Ojdanic earned that trust in the early 1990s as head of the Yugoslav Army's Uzice Corps, when he supervised a brutal Serbian takeover in Visegrad, eastern Bosnia, in 1992, committing numerous crimes against the local Muslim population. There was some surprise later that he was not indicted for his activities in Bosnia.


He was rewarded with promotion to the rank of commander of the prestigious First Belgrade division in 1993. From 1996 he was deputy to the army's chief of staff, General Momcilo Perisic. Ojdanic became close to the Yugoslav United Left, JUL, the party led by Milosevic's wife, Mira Markovic. Violating the army's official code of neutrality, he even appeared at a JUL meeting in army uniform.
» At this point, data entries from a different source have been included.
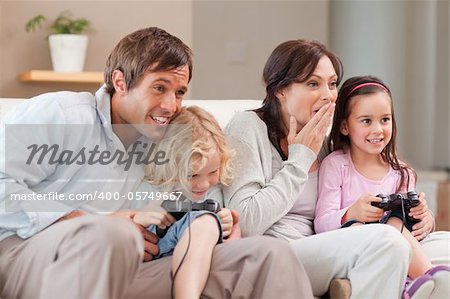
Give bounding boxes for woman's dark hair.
[329,75,416,192]
[104,27,193,96]
[254,39,343,160]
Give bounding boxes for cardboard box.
[436,181,450,231]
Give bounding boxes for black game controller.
[156,199,221,237]
[371,191,420,224]
[161,198,220,215]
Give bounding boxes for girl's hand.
[217,208,234,238]
[410,192,435,240]
[346,194,385,223]
[287,102,335,154]
[409,192,429,219]
[133,211,176,229]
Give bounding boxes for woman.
[222,39,446,298]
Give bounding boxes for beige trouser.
[0,215,313,299]
[290,224,412,299]
[421,231,450,266]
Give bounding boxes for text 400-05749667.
[7,191,183,202]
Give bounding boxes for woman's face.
[277,56,338,132]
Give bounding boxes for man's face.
[111,65,189,144]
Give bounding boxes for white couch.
[0,98,25,119]
[0,98,263,125]
[183,99,262,127]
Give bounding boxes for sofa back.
[0,98,262,128]
[0,98,24,120]
[182,99,261,127]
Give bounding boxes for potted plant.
[25,11,91,72]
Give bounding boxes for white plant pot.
[48,34,88,72]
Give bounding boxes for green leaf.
[25,11,91,34]
[25,15,46,33]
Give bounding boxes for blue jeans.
[149,211,222,258]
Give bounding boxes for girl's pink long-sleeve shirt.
[314,149,413,233]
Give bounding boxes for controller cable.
[170,202,192,299]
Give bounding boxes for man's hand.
[134,224,160,262]
[112,210,160,262]
[56,210,86,222]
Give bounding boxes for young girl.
[315,75,449,299]
[133,106,239,298]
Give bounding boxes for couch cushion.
[0,98,25,120]
[183,99,262,128]
[0,98,262,128]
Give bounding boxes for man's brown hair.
[104,27,192,96]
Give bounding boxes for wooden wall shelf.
[19,70,104,84]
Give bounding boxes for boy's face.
[111,65,189,144]
[189,151,221,201]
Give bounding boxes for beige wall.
[330,0,449,171]
[0,0,328,99]
[0,0,193,98]
[1,1,448,171]
[191,0,329,99]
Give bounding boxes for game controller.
[156,199,221,237]
[371,191,420,224]
[161,198,221,215]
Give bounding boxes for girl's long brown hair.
[329,75,416,192]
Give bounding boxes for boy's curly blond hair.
[145,106,234,193]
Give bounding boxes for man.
[0,27,313,298]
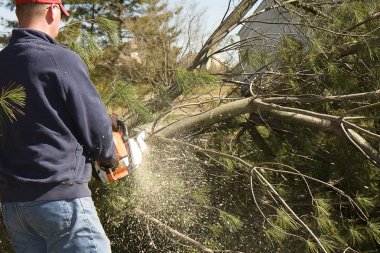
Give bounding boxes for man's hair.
[16,3,50,18]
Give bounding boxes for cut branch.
[153,97,340,137]
[152,97,380,167]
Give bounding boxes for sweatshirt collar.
[10,29,60,46]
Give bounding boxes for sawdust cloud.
[132,142,210,222]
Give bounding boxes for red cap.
[15,0,70,17]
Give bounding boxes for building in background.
[235,0,300,95]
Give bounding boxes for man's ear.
[46,5,55,24]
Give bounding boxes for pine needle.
[264,227,287,242]
[59,17,121,69]
[306,240,319,253]
[355,194,376,215]
[192,188,211,206]
[104,80,152,122]
[348,225,366,246]
[316,215,337,234]
[0,84,26,123]
[175,68,219,95]
[319,237,338,253]
[367,221,380,244]
[275,208,300,231]
[219,210,243,232]
[96,16,121,46]
[314,198,331,217]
His close ties to the Milosevic clan culminated in his nomination as chief of staff in November 1998, when Milosevic dismissed Perisic just before the launch of the campaign in Kosovo. He became defence minister in February 2000 after the mysterious assassination of Pavle Bulatovic.
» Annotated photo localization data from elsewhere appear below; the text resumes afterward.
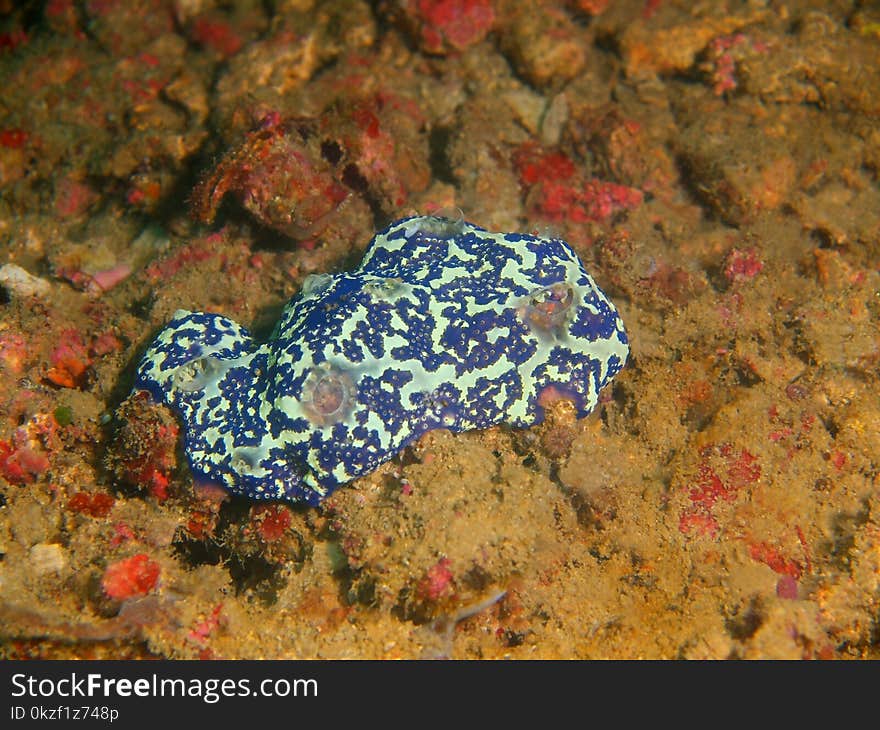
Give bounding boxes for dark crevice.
[428,125,457,185]
[171,499,289,606]
[725,597,764,641]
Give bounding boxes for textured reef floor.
[0,0,878,659]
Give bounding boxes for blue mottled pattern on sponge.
[134,216,629,505]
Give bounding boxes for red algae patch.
[101,554,161,601]
[67,491,115,518]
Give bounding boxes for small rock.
[498,2,586,88]
[540,93,569,147]
[0,263,51,298]
[29,543,67,575]
[502,88,546,136]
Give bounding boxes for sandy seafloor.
[0,0,878,659]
Milosevic's continuing faith in Ojdanic was shown when he sent him to Russia in May 2000 to seek military help in the aftermath of the war with NATO. His career collapsed when Milosevic was ousted six months later, after which Ojdanic was dismissed.


At his first hearing before the tribunal on Friday, Ojdanic pleaded not guilty. In interviews with the media before his departure to The Hague, the general made it clear he was preparing a vigorous defence. He claimed the Albanians were not forcibly deported from Kosovo but left under the orders of their separatist leaders.


He appears to have started collecting documentation for his trial while defence minister. Most of the material is thought to deal with military investigations into alleged war crimes. The army certainly made some inquiries into atrocities, though no one was ever tried as a result of them.


Ojdanic's surrender comes at a time when Serbia is under pressure to extradite war crimes suspects, or face the loss of 115 million dollars worth of US aid as well as obstacles to joining key international financial bodies.


As the Milosevic trial over Kosovo is far advanced, Ojdanic is unlikely to be tried together with him. A joint trial with Sainovic and Milutinovic appears more likely.


Until then, his lawyers will try to secure his temporary release. If he consents to testify against Milosevic, fulfilling American expectations, he might yet become the most important indictee -after Milosevic - to have set foot in The Hague.